How to project GPS coordinates correctly with osmnx?
I'm trying to model a French city (Annecy) with osmnx to test and develop shortest path algorithms. However, to have correct distances I must apply ox.project_graph but I'm then unable to search for the nearest node of any GPS point within the city's boundaries...
Is there a way to project a single coordinates?
I think the problem comes from the coordinates as in the raw graph, the x and y coordinates are exactly the latitude and longitude whereas in the corrected graph, the values are completely different but I don't see any ways to change the x-y coordinates of my points individually...
Here is the code with the raw graph and a shortest point between 2 points:
import osmnx as ox
import networkx as nx
graphe_ville = ox.graph.graph_from_bbox(45.949160, 45.868544, 6.176136, 6.071052, network_type='drive', simplify=True, truncate_by_edge=False, clean_periphery =True)
graphe_ville = ox.add_edge_speeds(graphe_ville)
graphe_ville = ox.add_edge_travel_times(graphe_ville)

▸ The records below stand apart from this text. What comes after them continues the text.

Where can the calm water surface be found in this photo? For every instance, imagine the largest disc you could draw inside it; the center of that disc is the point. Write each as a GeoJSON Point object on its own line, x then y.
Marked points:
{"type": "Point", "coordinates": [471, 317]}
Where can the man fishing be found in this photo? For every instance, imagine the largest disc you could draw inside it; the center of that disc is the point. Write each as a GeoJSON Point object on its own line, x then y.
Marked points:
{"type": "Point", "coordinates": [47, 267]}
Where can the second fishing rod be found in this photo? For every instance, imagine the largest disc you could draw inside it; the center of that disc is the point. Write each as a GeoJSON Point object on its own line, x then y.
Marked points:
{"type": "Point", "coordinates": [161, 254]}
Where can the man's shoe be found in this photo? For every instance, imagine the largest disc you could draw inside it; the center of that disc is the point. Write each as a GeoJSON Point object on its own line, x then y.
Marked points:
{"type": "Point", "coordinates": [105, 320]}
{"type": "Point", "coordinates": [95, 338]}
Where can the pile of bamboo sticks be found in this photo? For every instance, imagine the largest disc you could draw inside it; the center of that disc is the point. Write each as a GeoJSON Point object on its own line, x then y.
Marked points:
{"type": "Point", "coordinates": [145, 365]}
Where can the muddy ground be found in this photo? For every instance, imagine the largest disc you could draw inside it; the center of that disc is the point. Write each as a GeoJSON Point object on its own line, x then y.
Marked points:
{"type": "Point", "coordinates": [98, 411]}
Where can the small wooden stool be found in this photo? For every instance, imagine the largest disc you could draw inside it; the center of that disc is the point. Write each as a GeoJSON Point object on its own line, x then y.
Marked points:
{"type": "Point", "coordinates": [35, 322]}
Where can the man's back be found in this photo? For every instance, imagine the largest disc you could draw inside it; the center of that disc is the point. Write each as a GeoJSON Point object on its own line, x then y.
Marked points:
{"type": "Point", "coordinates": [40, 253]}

x_start, y_start = (6.148903, 45.909408)
x_arrival, y_arrival = (6.127705, 45.905936)
Start = ox.distance.nearest_nodes(graphe_ville, x_start, y_start)
Arrival = ox.distance.nearest_nodes(graphe_ville, x_arrival, y_arrival)
path = nx.dijkstra_path(graphe_ville,Start,Arrival)
fig, ax = ox.plot_graph_route(graphe_ville, path, route_linewidth=4,node_size=1, figsize=(7,7), bgcolor='#FFFFFF', node_color='#111111')
and here is what I got :
Here is the code I have to apply to get correct distance :
import osmnx as ox
import networkx as nx
city_graph = ox.graph.graph_from_bbox(45.949160, 45.868544, 6.176136, 6.071052, network_type='drive', simplify=True, truncate_by_edge=False, clean_periphery =True)
city_graph = ox.project_graph(city_graph) # Allows to get correct distance
city_graph = ox.consolidate_intersections(city_graph, rebuild_graph=True, tolerance=15, dead_ends=True) # Simplify the nodes (eg. for traffic circles)
city_graph = ox.add_edge_speeds(city_graph)
city_graph = ox.add_edge_travel_times(city_graph)
fig, ax = ox.plot_graph(city_graph, figsize=(7,7), bgcolor='#FFFFFF', node_color='#111111')
and here the graph I have :
and if I try to add these lines to the previous code to have the shortest path between the same 2 points
x_start, y_start = (6.148903, 45.909408)
x_arrival, y_arrival = (6.127705, 45.905936)
Start = ox.distance.nearest_nodes(graphe_ville, x_start, y_start)
Arrival = ox.distance.nearest_nodes(graphe_ville, x_arrival, y_arrival)
path = nx.dijkstra_path(graphe_ville,Start,Arrival)
fig, ax = ox.plot_graph_route(graphe_ville, path, route_linewidth=4,node_size=1, figsize=(7,7), bgcolor='#FFFFFF', node_color='#111111')
I got :
Looking at this answer from @gboeing I've code this function that allows to return the closest node of a point given with its longitude and latitude
import osmnx as ox
import geopandas as gpd
from shapely.geometry import Point
def closest_node(P, G):
'''
P is list of two elements that represents the point : the longitude and the latitude (ie. P = [longitude, latitude])
G is the projected OSMnx graph you are working with
returns the ID of the closest node
'''
longitude, latitude = P
shapely_coordinates = gpd.GeoSeries(Point(longitude, latitude), crs='epsg:4326') # epsg:4326 is the Geodetic coordinate system for World which is used by the GPS
projected_point = shapely_coordinates.to_crs(G.graph['crs'])
return ox.distance.nearest_nodes(G, projected_point.x, projected_point.y)[0]